Patients presenting with bleeding from synthetic marijuana use usually require substantial amounts of vitamin K for a prolonged period, because of longer half-lives of the marijuana components. To ensure optimal treatment and patient outcomes, have all the vitamin K supply available for outpatient therapy before the patient is discharged.

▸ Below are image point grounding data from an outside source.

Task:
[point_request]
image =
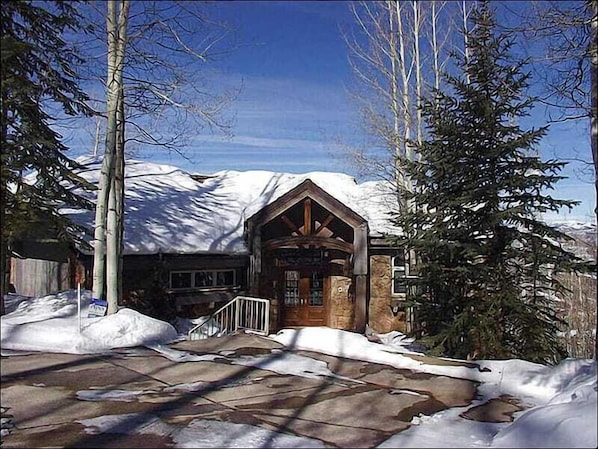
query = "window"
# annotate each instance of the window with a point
(399, 286)
(180, 279)
(202, 279)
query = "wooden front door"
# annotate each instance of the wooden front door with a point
(304, 301)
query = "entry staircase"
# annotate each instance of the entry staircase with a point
(242, 313)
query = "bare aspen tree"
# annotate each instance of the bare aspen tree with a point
(154, 49)
(393, 74)
(116, 27)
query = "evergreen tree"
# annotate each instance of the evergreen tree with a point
(486, 263)
(37, 78)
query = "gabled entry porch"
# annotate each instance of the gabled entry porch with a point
(309, 257)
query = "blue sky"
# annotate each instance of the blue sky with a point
(293, 112)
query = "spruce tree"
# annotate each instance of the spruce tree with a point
(486, 262)
(37, 78)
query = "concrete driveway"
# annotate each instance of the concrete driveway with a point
(51, 399)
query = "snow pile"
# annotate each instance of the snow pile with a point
(51, 324)
(563, 398)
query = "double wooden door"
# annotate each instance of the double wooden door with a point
(304, 302)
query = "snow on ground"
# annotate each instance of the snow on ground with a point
(563, 399)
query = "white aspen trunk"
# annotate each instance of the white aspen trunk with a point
(116, 34)
(115, 209)
(418, 70)
(99, 255)
(435, 48)
(405, 97)
(96, 145)
(394, 97)
(465, 16)
(112, 252)
(594, 96)
(115, 219)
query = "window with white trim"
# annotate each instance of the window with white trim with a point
(399, 275)
(202, 279)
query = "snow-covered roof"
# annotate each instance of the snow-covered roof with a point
(170, 210)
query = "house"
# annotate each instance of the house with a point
(313, 244)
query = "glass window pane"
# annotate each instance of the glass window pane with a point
(291, 288)
(225, 278)
(398, 261)
(316, 290)
(204, 279)
(180, 280)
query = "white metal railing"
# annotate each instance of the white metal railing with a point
(240, 313)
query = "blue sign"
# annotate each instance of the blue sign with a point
(97, 308)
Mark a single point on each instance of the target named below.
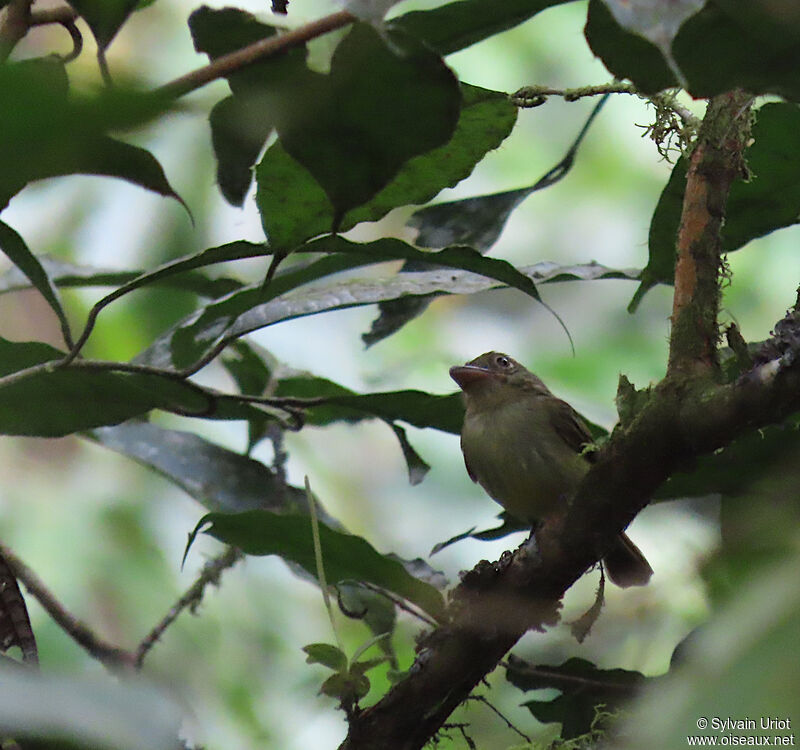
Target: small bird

Additionally, initial follow up intervals of 2 to 3 days is required after discharge and then every 1 to 2 weeks. When decreasing the vitamin K dose, the INR should be checked within 2 to 3 days of the dose reduction.

With the evolving make-up of synthetic cannabinoids, it is important for health care providers to routinely re-assess these recommendations. The CDC and local poison control centers offer useful guidance for best practices. 

This article was reviewed by Ayesha M. Khan, PharmD, BCPS.


1. Wang, GS. Synthetic cannabinoids: acute intoxication. In: Post T, ed. UpToDate. Waltham, MA: UpToDate; 2018. uptodate.com. Accessed April 17, 2018.
2. Illinois College of Emergency Physicians. Outbreak: Severe coagulopathy associated with synthetic cannabinoids  ('K2/Spice') 
icep.org/news/outbreak-severe-coagulopathy-associated-with-synthetic-cannabinoids-k2-spice/. Accessed April 18, 2018.
3. Illinois Department of Public Health. Synthetic cannabinoids. dph.illinois.gov/topics-services/prevention-wellness/medical-cannabis/synthetic-cannabinoids. Accessed April 18, 2018.